The prospect has been tossed around tech circles for ages, with various rumors fueling the flame, but the day has finally come -- Google has unveiled its answer to Microsoft dominance.

The search engine giant unveiled its ChromeOS and the first Chromebook notebooks at the its I/O conference this  Wednesday.

The new Web-centric software and PCs are a clear incursion into territory dominated for decades by computers Microsoft's Windows operating systems.

Unlike Windows, which needs to be installed onto computers and requires considerable computing resources and applications to be useful, ChromeOS runs everything from the web.

Google co-founder Sergey Brin has hailed Google's new laptops as a new model of computing.

It's a much easier way to compute, Brin said at the unveiling in San Francisco.

Manufacturers Samsung and Acer have already signed onboard and will release Chromebooks, or laptops based off the new software later this year.

Chromebook is venturing into a new model of computing that I don't think was possible even a few years ago, Brin said.

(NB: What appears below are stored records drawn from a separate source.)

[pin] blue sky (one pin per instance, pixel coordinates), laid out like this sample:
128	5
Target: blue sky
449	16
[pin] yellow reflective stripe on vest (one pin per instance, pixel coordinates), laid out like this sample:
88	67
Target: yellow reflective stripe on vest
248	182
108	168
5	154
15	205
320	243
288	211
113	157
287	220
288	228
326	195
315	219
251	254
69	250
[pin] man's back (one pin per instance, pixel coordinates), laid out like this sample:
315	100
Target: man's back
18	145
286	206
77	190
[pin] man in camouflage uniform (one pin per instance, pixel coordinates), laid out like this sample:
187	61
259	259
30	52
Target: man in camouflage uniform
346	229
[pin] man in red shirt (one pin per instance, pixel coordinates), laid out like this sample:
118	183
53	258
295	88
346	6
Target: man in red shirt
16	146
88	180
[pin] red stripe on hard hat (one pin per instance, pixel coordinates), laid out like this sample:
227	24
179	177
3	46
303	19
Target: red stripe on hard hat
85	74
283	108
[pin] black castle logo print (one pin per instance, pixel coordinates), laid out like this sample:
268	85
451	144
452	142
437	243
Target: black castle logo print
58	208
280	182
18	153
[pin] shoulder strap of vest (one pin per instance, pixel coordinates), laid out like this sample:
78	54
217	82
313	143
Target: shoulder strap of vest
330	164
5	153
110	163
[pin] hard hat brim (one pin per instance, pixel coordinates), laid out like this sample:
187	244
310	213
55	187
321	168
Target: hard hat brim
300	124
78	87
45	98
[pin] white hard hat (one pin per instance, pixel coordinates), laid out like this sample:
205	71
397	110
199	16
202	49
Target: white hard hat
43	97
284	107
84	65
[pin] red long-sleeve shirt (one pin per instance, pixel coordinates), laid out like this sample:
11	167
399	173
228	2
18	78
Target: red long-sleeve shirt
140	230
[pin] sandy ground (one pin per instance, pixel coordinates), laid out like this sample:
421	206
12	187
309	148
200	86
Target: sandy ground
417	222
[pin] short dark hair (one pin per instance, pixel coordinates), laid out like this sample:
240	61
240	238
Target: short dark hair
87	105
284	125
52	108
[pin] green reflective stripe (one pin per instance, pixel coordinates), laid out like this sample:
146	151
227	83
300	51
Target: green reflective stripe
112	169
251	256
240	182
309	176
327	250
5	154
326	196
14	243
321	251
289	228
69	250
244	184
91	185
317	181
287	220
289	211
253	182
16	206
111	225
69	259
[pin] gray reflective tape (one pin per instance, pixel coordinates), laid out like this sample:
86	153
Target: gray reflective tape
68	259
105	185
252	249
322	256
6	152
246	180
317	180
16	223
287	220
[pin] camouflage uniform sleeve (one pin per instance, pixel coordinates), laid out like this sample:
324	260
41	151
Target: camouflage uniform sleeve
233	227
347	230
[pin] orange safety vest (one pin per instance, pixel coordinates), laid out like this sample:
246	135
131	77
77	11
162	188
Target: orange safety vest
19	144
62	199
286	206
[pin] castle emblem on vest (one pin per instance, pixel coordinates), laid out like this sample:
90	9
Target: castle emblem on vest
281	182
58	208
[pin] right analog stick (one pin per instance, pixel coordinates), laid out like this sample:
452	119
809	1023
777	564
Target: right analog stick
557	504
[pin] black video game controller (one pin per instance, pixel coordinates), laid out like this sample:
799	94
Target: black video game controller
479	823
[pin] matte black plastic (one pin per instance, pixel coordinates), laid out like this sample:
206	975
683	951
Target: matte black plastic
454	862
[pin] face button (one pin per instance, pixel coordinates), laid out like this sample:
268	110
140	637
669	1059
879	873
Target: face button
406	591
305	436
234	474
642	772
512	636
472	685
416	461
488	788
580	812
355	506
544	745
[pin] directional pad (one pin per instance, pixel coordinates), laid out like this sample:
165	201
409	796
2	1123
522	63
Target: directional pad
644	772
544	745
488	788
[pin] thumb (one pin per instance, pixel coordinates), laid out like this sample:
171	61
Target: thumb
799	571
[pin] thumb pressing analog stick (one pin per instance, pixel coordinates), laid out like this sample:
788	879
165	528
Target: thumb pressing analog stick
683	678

Ultimately the most precious resource is the user's time. I think the complexity of managing your computer is really torturing users out there. It is a flawed model and I think Chromebooks are a new model and this is the way things are going to be.

The first Chromebooks will be available for order in the US, the UK, France, Germany, Italy, Spain and the Netherlands from June 15.

The price for the Samsung version will start at $430 for a Wi-Fi powered device and $499 for a 3G model. An Acer machine will start at $350.